One day last week, there was an opportunity I’m glad I did not miss.

Music class is supposed to be fun and engaging. At least, that is my plan. And when I cannot seem to get a student interested, engaged, connecting-it is frustrating. Last week I had one of those kiddos.

In our first class together, there was constant disruption. This student showed no desire to participate. No matter what I tried, he was determined to get out of the room.

The next time I came to this class, something was different. I have no idea what had happened before my arrival, but my friend was sitting there ready for music.

Now, several reminders and redirections were needed, but there was also participation! And he made it through the entire lesson. Even though it was a small step, I counted it a success.

Later in the day, I walked past the same class heading out to recess. I caught the eye of my friend. “You did a great job in music today. I am really proud of you,” I said. He stepped out of line and sheepishly reached one arm out to give me a hug. His reach was hesitant, his eyes looking down.

Needless to say, social distancing guidelines flew right out the window.

This was a big step, and a hug I could not refuse. ❤

Notes on a Page

Revisiting a page
Filled with notes
First learned
Many years ago
A glance brings
Faded memories
Of piano keys
Under my fingers
Muscle memory begins
To clear away
Cobwebs collected
In silence
Words and symbols
Carefully written
On the page
Bring a smile
Valuable reminders
Purposefully placed by
The trusted hand
Of a teacher-
Oh, if only
Squinting eyes
Revealed someone
Sitting nearby-
A guide
Patiently leading
Beyond space
And time
Beyond notes
And rhythms
Shedding light
On the mysterious
Sound of
Rich harmonies
Surrounding
Hidden melodies
Listening intently as
Eyes and hands
Once again read
Notes on a page

~In memory of Dr.
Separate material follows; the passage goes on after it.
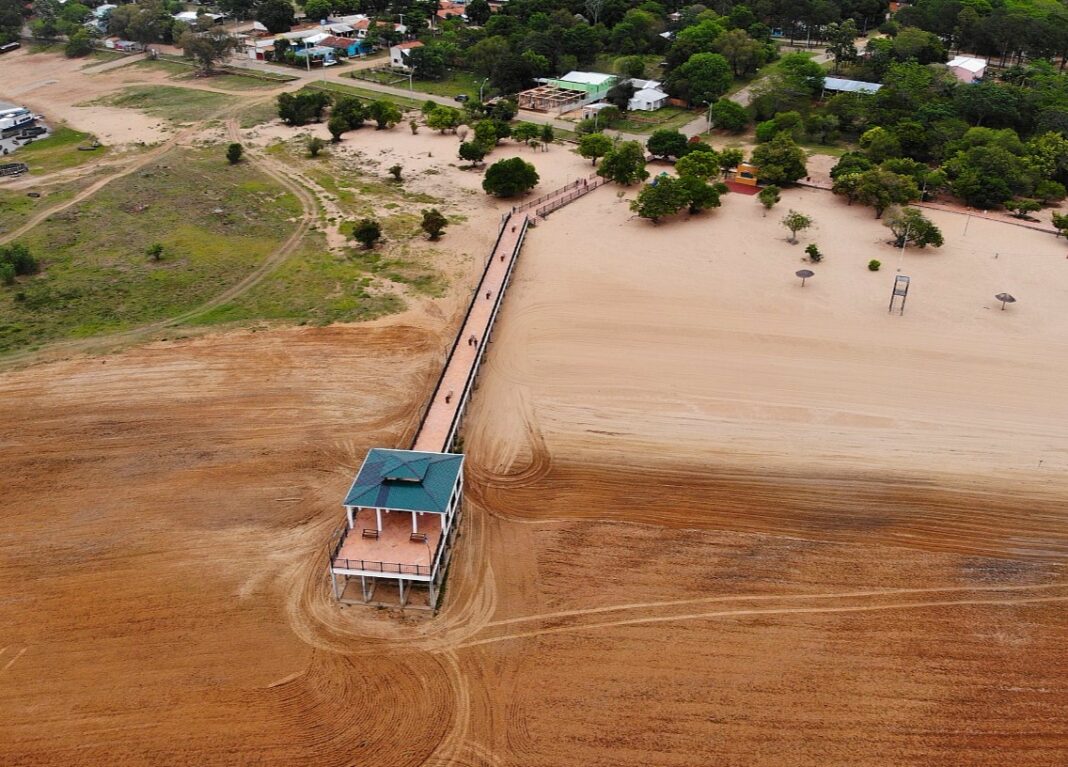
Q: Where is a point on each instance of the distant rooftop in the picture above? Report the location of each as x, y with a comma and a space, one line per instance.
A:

William Trantham~

Singing Along

I introduced a new song to my classes this week, “You-Nique.” It is part of a music curriculum entitled “Quaver.” Music teachers in our district are participating in a pilot of this material for the remainder of the school year.

My impression so far? It is a game-changer. The material is innovative, relevant, and engaging. It grabs the attention of students and does not let go.

The song I mentioned is only a tiny part of the material I utilized this week. But what a powerful piece. On the chorus, the main character sings:

“I’m brave, I’m strong, I’m loved, I’m smart, and I’m unique.”

Each time I pressed play, the room fell silent. All eyes watched the video and listened to the music. There were smiles and lots of head bobs. Many students were soon singing along.

Each time the song ended, without fail, someone would blurt out, “Can we hear it again?!” “Of course! But let’s talk about it first.”

Not only was the song catchy, but it also allowed for a great discussion. I asked students what they thought the word “unique” meant. Their answers ranged from beautiful and special to different.

I asked students if they ever had days where they did not feel strong or brave or loved. Some nodded their heads; others raised their hands. So honest.

I wanted them to know they were not alone. I told them there were times in my life when I didn’t feel strong or smart or loved. My intent was to acknowledge their feelings while also encouraging them.

Wouldn’t you know they ended up encouraging me? One sweet little boy spoke up, “Well, Mrs. Morris, we all love you!” “Oh sweetie, I love you guys, too.”

The song ends with the line, “And there’s no one else in the whole wide world, exactly like me.” I think we have a new favorite song. I have a feeling it will be requested often. And I look forward to singing right along with them.